The Biggest Tax Payment ever made by this St. Louis Realty Firm
This check represents the 1923 tax payments made by us for our clients and ourselves
0F The entire 1923 tax payments received by the City of St. Louis on all the taxable wealth of the entire city, of whatever kind and wherever located, the tax payment made by us for our clients and ourselves represented by the above check amounted to more than one-eightieth.
This means more than one dollar out of every Eighty of the tax levy on all real estate, personal property, banks, trust companies and office buildings, as well as all street railways, telephone and telegraph lines, railroads, bridges, and other public utilities embraced within the city's entire area of more than sixty-five square miles.
This indicates the magnitude of our growing business and the large part we play in St. Louis' tremendous commerce.
same ingenious idea would have been. (See page 93.)
If a real estate concern is so trustworthy and handles so much property that its check to the collector of taxes amounts to more than $300,000.00 it seems as though that would be a safe concern to trust with any property. This certainly inspires confidence and by indirect suggestion creates an "atmosphere" of dependability and integrity that nothing else can quite achieve. Color is used for emphasis. (See colored insert facing page 94.)

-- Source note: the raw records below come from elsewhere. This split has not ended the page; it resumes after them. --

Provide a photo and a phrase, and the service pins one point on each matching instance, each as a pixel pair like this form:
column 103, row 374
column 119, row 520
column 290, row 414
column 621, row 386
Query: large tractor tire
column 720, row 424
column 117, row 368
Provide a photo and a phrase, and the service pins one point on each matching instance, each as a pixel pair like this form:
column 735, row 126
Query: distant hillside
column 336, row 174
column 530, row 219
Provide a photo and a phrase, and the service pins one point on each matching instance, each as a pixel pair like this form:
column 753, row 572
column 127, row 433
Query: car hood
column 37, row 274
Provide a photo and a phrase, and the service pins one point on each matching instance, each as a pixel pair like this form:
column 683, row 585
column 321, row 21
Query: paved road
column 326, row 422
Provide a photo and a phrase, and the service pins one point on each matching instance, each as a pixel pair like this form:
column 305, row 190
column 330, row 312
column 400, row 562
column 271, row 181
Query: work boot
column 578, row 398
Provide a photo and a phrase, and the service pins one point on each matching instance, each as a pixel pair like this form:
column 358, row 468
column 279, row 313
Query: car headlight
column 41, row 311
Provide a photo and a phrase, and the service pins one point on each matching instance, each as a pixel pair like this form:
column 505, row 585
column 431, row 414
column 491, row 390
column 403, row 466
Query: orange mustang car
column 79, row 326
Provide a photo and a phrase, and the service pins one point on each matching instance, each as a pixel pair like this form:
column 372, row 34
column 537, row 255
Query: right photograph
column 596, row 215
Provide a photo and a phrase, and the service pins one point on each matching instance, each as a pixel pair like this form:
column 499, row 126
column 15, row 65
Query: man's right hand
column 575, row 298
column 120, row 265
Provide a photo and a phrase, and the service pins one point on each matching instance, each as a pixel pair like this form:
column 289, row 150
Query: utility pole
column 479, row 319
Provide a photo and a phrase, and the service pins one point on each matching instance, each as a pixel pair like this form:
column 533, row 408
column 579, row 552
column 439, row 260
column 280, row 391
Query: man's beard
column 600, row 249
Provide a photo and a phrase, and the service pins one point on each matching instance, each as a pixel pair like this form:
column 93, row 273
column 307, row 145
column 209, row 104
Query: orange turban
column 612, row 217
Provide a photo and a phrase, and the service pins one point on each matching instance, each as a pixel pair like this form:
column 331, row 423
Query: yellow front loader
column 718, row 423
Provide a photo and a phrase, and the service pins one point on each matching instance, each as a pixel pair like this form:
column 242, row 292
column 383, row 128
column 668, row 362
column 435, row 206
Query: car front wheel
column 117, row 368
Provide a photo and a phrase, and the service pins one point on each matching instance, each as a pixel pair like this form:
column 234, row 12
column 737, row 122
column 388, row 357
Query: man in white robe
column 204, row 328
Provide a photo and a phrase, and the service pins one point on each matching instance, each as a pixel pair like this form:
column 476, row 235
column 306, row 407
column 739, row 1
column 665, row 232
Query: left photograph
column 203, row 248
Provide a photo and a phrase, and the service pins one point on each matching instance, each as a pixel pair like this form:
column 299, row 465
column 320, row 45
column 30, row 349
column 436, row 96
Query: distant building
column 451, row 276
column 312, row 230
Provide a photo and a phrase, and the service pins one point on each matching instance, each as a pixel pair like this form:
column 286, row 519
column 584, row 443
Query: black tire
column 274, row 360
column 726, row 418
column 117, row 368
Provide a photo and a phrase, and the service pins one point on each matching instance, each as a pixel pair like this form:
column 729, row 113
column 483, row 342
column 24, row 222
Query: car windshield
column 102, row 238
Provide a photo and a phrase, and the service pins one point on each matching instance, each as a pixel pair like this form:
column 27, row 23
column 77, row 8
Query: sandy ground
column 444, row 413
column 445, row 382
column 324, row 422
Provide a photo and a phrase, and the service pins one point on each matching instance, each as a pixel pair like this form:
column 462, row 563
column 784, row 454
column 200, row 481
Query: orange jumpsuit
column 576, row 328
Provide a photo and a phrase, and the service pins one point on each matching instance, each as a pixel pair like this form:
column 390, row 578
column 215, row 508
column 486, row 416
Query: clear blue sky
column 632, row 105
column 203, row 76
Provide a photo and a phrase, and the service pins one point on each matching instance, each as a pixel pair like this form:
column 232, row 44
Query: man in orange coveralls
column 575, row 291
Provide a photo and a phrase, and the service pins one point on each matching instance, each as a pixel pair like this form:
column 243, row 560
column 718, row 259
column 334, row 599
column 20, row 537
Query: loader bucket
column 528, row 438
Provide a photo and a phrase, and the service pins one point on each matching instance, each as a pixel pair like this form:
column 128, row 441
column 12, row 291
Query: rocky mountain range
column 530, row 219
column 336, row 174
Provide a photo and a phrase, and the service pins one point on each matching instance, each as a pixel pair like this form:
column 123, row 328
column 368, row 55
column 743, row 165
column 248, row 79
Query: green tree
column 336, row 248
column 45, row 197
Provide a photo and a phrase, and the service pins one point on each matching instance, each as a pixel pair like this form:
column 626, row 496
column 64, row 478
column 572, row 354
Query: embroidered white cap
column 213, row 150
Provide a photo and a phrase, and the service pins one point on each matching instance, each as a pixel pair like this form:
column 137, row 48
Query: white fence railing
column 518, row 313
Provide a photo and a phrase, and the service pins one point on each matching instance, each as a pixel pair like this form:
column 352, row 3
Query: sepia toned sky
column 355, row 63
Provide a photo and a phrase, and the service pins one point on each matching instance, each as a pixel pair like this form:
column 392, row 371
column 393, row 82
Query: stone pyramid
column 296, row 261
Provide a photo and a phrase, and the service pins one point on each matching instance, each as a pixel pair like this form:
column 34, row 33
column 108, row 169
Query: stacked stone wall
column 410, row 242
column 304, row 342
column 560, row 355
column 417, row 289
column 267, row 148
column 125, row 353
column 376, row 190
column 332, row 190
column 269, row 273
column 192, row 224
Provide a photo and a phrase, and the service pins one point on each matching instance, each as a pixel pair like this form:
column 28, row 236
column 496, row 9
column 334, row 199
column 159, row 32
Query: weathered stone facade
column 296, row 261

This also is a good example of making an advertising medium of the check. Receiving money always is a pleasant operation. Let the check then carry a business message to the recipient, for it will be before him at a time when he is in a pleasant frame of mind. If the message registers, those pleasant thoughts later may be turned into actual profits.
The Confer "double-page spread" in the sepia tone popular in the photo-gelatin process frequently called photogravure, more than paid for itself the day after its publication. (See page 97.) The business came in an unexpected manner. A reader placed his entire insurance account with the advertiser after seeing this display, although the word "insurance" appears only once in the copy and is only incidental. The advertisement, however, was run when many persons were complaining of hard times and poor business. The customer said when turning over his account to this concern: "Any institution that has confidence in itself and is optimistic enough to run an advertisement of that size and character is the sort of concern I wish to handle my business. You cannot have prosperity unless you think prosperity."
This advertisement is cleverly designed. The silhouette map of the United States, associated with thoughts of home and every variety of outdoor sport to be found in America, suggests that home life in Minneapolis offers everything in the way of recreation that any city in the United States could provide. This is a distinct appeal to love of outdoors. The text offers the lure of moderate speculation.